The competitions authority has stopped Kenya commercial bank from firing National Bank of Kenya employees after the merger of the two lenders.
The authority has given at least 90 percent of the National Bank of Kenya workers an eighteen months lifeline saying it is in line with global best practices.
This is after KCB said it is planning to carry out an organizational restructure that will result in job losses for some NBK employees.
Last week, the National Bank and KCB merger deal received the final approval from the Central Bank of Kenya and the Capital Markets Authority paving way for the merger of the two banks.
NBK Chief Wilfred Musau was the fast casualty of the merger after his position was taken over by KCB’s head of regional business Paul Russo.
In a statement KCB had said that Russo was to head the transition team for a period of two years as NBK is fully integrated in the operations of KCB.
The transition period will serve to “streamline human resources, systems, processes and procedures” to realize efficiency and productivity synergies, a dispatch from KCB said.

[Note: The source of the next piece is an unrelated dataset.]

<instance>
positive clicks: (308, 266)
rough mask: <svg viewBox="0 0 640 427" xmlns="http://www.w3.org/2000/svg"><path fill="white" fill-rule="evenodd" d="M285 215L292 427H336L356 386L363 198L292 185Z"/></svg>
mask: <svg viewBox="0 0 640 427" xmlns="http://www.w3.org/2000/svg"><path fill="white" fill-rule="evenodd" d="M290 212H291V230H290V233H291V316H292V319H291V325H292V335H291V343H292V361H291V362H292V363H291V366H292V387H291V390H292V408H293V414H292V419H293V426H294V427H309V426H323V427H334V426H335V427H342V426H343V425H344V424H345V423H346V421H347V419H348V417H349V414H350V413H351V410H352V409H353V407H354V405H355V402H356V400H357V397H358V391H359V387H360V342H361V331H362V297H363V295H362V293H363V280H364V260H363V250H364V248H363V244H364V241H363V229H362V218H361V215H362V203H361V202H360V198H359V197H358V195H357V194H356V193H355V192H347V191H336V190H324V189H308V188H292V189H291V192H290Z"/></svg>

Following the acquisition of NBK, a majority of the workers who stand at 1356 are set to lose their jobs as KCB moves to streamline the activities of the two lenders.

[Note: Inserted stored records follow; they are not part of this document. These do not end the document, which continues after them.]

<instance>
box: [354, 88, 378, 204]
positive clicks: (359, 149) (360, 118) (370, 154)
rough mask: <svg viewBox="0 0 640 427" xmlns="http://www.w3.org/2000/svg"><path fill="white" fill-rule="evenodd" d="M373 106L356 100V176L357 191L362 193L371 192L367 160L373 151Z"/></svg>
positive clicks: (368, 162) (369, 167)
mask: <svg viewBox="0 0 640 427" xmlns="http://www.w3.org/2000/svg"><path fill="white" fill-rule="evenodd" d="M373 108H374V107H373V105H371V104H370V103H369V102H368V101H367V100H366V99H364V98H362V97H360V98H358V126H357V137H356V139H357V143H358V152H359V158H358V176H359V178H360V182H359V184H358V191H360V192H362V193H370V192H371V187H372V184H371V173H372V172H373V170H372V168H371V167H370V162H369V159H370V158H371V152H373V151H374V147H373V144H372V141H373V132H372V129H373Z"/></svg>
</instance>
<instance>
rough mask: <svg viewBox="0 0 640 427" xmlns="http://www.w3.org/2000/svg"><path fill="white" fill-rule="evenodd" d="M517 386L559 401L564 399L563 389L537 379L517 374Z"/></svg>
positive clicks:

However, the competition authority has put a caveat on the planned downsizing exercise by KCB saying at least 90 percent of the merged entity’s work force should not be relieved off their duties for a period of 18 months.

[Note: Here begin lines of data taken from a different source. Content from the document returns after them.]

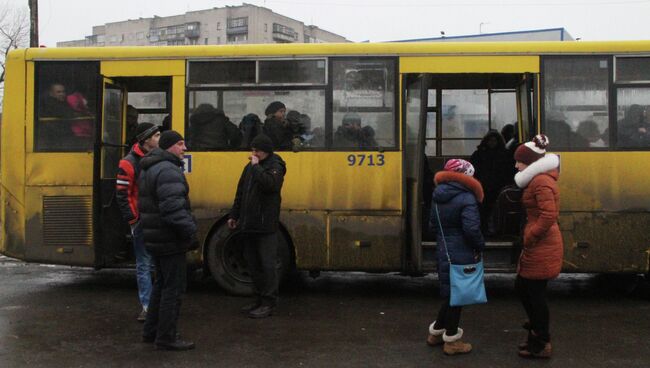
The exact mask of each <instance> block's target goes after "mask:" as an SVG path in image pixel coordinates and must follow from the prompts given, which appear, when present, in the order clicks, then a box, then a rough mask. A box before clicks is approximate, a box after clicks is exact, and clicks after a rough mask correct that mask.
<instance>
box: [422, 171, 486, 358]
mask: <svg viewBox="0 0 650 368" xmlns="http://www.w3.org/2000/svg"><path fill="white" fill-rule="evenodd" d="M473 175H474V167H473V166H472V164H471V163H469V162H468V161H465V160H461V159H451V160H449V161H447V163H446V164H445V168H444V170H443V171H440V172H438V173H436V175H435V177H434V182H435V184H436V185H437V186H436V189H435V190H434V191H433V203H432V204H431V207H432V208H431V216H430V219H431V220H430V223H429V228H430V229H431V231H433V232H436V233H437V235H436V237H437V244H438V247H437V248H436V253H437V259H438V279H439V280H440V296H441V297H442V298H443V302H442V305H441V306H440V310H439V311H438V317H437V318H436V320H435V321H433V323H431V325H429V336H428V337H427V344H429V345H430V346H437V345H443V351H444V352H445V354H447V355H455V354H465V353H469V352H470V351H472V345H471V344H468V343H465V342H463V341H462V340H461V339H462V337H463V329H462V328H460V327H458V325H459V323H460V314H461V311H462V307H452V306H450V305H449V303H450V295H451V293H450V284H449V269H450V265H449V260H448V259H447V253H449V259H450V260H451V262H452V263H453V264H473V263H476V262H477V261H478V260H479V258H480V254H481V253H480V252H481V251H482V250H483V248H485V240H484V239H483V234H482V233H481V217H480V215H479V210H478V204H479V203H480V202H482V201H483V188H481V183H479V182H478V180H476V179H474V178H473ZM440 227H442V229H443V230H442V233H441V232H440V230H439V228H440ZM443 233H444V236H443Z"/></svg>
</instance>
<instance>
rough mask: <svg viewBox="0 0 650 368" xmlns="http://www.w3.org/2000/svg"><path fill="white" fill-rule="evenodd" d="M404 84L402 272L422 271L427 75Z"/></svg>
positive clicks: (424, 208) (426, 204)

However, it is not clear what will happen to various managers of NBK and KCB who are on contract. KCB employs 4,835 workers and the extra NBK workload is likely to exert overhead pressure on the merged entity’s bottom-line.
NBK which is a tier 2 lender has a market share of 2.37 percent while KCB controls 14 percent of the tier 1 segment of the market.
Following the merger, the market share of KCB will stand at 16.51%, making it the largest bank in the region in market share and capitalization.